I am studying Verma modules (reading Dixmier´s Enveloping Algebras) and have a question regarding the definition as a quotieng of the enveloping algebra.
Let $g$ be a Lie algebra and $h$ its Cartan subalgebra.
Verma module is constructed for a given highest weight $\lambda$, living in the dual space $h^\star$. It is defined as the quotient vector space $W_\lambda = U(g)/I_\lambda$ where $U(g)$is the universal enveloping algebra of $g$. I understand what $U(g)$ is.
My trouble is with the ideal $I_\lambda$, which is said to be generated by the elements $X_\alpha$, $\alpha \in R^+$. That is, $X_\alpha$ should be elements corresponding to positive roots. However, I am struggling to find the exact definition, in Dixmier or even in other sources. (Maybe I just overlooked them or got something wrong.)

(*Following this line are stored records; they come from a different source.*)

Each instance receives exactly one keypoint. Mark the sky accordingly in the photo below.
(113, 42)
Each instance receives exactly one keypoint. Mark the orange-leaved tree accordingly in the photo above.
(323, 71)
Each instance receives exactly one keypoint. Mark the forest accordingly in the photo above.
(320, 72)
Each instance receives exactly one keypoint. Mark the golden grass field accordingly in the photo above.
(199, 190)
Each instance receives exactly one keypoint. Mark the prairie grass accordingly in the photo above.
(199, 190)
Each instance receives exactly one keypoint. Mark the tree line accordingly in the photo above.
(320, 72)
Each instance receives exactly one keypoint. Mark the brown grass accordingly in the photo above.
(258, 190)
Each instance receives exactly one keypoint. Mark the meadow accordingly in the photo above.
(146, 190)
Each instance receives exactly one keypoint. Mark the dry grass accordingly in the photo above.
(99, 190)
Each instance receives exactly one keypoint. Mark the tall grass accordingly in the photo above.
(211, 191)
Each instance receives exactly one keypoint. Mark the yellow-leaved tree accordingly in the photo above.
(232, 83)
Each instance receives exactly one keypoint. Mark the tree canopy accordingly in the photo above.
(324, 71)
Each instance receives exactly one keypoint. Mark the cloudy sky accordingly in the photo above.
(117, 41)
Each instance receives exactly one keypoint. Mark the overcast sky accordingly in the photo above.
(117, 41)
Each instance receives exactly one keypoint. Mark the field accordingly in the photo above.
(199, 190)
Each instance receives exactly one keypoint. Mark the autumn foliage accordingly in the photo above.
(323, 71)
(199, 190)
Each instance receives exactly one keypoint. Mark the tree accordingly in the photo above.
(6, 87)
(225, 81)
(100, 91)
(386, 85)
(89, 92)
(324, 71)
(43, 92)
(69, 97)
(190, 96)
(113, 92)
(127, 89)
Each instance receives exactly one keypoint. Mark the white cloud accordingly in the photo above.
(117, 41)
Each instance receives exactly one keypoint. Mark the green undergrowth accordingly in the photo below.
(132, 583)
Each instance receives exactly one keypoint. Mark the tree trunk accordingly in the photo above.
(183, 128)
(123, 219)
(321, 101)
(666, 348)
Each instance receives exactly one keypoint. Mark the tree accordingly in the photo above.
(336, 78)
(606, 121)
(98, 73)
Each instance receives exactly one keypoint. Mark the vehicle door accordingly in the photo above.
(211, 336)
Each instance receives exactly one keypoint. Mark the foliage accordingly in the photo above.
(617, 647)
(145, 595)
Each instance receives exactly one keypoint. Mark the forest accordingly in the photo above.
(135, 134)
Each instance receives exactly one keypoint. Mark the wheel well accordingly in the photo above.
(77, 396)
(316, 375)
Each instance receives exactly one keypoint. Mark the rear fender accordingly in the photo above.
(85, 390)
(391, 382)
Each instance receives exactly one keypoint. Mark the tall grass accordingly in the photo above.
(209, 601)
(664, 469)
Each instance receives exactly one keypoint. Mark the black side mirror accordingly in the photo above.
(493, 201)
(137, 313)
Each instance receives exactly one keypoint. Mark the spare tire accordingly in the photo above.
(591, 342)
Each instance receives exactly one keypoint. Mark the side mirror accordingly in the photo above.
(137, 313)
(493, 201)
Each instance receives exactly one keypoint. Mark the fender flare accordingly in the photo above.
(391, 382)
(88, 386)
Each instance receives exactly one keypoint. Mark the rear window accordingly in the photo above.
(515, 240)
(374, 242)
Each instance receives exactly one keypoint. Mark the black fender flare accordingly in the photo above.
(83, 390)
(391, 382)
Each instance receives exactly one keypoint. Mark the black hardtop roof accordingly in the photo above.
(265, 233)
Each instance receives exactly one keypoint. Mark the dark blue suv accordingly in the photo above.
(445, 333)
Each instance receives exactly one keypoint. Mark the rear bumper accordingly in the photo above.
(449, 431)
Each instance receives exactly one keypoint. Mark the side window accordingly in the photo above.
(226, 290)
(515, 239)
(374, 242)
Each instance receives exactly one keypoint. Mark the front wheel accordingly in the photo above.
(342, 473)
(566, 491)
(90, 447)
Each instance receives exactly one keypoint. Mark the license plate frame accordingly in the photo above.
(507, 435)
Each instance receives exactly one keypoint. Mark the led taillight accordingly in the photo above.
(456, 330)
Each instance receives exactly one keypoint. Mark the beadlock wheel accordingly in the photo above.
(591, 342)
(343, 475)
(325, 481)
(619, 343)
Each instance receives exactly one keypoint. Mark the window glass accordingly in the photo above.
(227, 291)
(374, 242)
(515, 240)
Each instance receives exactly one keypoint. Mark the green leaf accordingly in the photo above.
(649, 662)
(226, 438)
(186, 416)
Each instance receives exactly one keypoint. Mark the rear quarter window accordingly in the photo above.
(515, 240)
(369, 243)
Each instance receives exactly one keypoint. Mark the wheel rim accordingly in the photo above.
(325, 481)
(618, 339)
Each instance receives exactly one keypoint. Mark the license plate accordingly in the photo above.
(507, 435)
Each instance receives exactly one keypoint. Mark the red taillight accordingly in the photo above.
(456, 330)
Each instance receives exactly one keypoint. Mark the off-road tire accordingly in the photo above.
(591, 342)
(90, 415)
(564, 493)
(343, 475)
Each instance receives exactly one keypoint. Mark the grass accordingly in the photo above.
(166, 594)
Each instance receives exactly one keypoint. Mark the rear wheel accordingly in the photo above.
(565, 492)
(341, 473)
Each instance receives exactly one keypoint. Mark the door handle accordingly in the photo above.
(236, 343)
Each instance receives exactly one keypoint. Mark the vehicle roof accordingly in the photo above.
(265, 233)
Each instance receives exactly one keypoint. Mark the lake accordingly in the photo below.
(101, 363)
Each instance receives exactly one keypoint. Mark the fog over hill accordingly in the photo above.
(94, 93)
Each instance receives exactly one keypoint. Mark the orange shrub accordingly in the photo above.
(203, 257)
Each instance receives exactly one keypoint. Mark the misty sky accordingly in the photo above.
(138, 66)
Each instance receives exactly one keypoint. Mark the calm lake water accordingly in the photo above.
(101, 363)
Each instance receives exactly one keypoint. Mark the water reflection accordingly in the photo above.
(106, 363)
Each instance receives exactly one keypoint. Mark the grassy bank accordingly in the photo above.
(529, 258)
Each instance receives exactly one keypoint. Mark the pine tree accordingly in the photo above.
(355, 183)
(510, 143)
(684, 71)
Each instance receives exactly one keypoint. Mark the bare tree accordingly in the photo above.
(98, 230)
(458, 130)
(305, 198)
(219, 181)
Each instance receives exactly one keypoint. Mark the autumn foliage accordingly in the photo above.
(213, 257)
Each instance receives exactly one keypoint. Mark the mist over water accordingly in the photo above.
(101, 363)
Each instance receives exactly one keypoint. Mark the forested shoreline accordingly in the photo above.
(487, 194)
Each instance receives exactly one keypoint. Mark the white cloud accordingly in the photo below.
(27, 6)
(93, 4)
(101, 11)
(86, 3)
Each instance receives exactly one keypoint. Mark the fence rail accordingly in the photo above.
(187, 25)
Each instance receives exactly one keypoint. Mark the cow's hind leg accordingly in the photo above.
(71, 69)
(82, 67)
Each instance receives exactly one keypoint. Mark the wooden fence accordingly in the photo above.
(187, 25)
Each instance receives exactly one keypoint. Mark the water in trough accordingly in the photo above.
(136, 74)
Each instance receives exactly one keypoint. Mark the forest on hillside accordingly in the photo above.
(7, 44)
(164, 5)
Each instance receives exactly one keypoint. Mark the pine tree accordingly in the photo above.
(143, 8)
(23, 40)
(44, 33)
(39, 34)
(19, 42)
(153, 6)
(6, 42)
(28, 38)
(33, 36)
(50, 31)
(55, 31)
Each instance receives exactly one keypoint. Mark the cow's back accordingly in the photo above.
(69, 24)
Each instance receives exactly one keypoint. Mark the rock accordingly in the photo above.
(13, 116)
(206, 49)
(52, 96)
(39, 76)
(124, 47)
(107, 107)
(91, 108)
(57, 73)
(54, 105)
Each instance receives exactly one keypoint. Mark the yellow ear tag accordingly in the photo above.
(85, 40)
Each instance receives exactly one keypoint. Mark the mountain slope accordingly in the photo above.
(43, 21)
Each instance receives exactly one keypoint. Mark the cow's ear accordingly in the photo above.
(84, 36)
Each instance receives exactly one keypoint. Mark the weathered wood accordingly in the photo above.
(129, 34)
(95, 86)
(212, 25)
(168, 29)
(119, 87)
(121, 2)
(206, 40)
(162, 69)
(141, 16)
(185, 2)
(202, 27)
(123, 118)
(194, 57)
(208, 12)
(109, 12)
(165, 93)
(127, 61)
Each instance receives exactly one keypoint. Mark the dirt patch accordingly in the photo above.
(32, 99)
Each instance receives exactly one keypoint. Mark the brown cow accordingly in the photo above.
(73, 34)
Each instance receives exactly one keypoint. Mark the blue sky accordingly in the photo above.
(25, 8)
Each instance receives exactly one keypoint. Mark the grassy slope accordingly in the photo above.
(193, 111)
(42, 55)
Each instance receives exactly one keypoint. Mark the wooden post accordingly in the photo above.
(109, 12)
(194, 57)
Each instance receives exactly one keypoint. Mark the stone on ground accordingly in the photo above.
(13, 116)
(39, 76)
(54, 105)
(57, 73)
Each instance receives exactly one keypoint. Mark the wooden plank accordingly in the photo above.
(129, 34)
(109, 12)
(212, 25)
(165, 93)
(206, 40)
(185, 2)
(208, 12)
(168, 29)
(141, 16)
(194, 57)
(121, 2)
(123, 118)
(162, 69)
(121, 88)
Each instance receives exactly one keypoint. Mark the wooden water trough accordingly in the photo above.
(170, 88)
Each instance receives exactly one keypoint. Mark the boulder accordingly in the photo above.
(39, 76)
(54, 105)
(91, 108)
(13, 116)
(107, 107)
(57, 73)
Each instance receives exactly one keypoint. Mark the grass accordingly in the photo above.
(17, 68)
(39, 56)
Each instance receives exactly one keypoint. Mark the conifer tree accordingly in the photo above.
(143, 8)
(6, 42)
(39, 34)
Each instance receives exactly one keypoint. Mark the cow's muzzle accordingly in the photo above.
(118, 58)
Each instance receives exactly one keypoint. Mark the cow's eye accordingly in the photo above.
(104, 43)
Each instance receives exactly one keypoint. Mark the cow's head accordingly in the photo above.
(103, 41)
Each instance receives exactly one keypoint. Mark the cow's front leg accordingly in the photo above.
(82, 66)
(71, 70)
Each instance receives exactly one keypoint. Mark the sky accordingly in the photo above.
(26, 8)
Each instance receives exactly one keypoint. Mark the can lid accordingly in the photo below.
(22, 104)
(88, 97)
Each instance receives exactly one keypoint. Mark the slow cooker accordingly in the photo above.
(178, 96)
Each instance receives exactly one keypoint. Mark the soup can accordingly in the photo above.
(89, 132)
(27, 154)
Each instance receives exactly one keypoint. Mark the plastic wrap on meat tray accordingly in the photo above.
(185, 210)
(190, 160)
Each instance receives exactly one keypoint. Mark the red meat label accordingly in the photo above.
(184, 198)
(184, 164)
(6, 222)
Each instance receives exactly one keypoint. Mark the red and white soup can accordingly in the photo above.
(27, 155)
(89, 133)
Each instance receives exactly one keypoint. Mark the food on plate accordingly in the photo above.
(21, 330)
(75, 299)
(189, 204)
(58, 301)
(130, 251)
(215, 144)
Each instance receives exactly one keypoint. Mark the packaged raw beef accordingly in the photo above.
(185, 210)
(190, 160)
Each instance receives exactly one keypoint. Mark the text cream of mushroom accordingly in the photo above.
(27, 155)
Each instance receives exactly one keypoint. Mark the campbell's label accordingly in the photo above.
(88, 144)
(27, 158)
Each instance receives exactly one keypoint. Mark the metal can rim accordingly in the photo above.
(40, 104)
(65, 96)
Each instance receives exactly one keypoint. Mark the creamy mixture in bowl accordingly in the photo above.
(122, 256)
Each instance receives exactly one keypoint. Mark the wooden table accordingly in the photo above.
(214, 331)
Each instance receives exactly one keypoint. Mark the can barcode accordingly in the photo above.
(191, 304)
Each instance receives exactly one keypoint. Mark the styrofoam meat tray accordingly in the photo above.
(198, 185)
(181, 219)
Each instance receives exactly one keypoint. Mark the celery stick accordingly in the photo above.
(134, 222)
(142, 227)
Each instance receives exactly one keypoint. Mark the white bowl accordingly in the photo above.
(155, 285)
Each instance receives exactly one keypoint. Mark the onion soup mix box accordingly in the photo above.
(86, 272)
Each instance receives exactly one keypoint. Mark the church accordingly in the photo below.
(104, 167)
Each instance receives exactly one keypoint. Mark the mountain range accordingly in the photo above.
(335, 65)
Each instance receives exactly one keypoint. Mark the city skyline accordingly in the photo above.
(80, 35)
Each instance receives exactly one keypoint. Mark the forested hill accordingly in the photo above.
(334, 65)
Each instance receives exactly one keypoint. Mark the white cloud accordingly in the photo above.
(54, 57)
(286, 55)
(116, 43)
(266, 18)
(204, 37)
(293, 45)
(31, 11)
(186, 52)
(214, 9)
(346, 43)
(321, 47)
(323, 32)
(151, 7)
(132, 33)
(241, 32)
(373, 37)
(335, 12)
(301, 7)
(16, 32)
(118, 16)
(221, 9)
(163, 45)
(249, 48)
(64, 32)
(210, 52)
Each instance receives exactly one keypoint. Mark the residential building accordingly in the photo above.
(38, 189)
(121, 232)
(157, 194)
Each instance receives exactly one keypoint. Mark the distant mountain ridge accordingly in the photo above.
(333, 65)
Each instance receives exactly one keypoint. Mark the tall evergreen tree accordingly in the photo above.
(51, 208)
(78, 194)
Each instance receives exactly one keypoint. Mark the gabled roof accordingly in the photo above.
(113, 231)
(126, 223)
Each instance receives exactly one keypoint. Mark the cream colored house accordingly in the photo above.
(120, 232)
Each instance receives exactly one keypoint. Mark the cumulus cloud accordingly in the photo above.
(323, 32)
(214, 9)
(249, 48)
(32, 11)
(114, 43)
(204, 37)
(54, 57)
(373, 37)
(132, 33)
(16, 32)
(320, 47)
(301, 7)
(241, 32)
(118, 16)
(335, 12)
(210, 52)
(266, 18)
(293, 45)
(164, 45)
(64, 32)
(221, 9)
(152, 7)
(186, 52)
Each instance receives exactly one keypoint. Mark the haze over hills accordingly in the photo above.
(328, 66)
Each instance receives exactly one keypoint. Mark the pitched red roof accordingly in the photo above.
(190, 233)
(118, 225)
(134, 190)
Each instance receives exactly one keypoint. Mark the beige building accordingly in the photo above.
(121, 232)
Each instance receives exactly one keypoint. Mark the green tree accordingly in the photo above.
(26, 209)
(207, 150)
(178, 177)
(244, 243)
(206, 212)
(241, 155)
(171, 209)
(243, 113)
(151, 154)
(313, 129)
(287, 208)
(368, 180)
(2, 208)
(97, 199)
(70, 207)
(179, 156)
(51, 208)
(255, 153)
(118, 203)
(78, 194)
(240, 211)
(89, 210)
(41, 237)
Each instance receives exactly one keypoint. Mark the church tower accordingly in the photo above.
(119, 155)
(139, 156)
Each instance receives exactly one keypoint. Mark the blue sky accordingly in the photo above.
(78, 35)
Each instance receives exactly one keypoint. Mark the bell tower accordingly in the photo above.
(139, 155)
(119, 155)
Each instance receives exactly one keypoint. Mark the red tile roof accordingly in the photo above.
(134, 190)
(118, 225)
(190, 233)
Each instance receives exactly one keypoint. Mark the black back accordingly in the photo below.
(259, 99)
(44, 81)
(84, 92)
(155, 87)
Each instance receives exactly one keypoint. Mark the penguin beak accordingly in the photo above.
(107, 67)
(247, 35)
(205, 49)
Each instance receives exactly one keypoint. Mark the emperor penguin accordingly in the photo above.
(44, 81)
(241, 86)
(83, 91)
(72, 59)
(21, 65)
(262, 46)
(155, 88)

What are these $X_\alpha$? And why does it make sense to use them for generating the ideal that is then used for defining the $W_\lambda$? I would like to understand more why are Verma modules defined this way and how does the quotient space look, so thats why I want to interpret the ideal correctly.
Thank you very much.
UPDATE: The first mention of $X_\alpha$ I have found in Dixmier is in this theorem, so I assume the definition is solved. However, I am still grateful for any insights about the ideal generated by such elements and the rest of my question.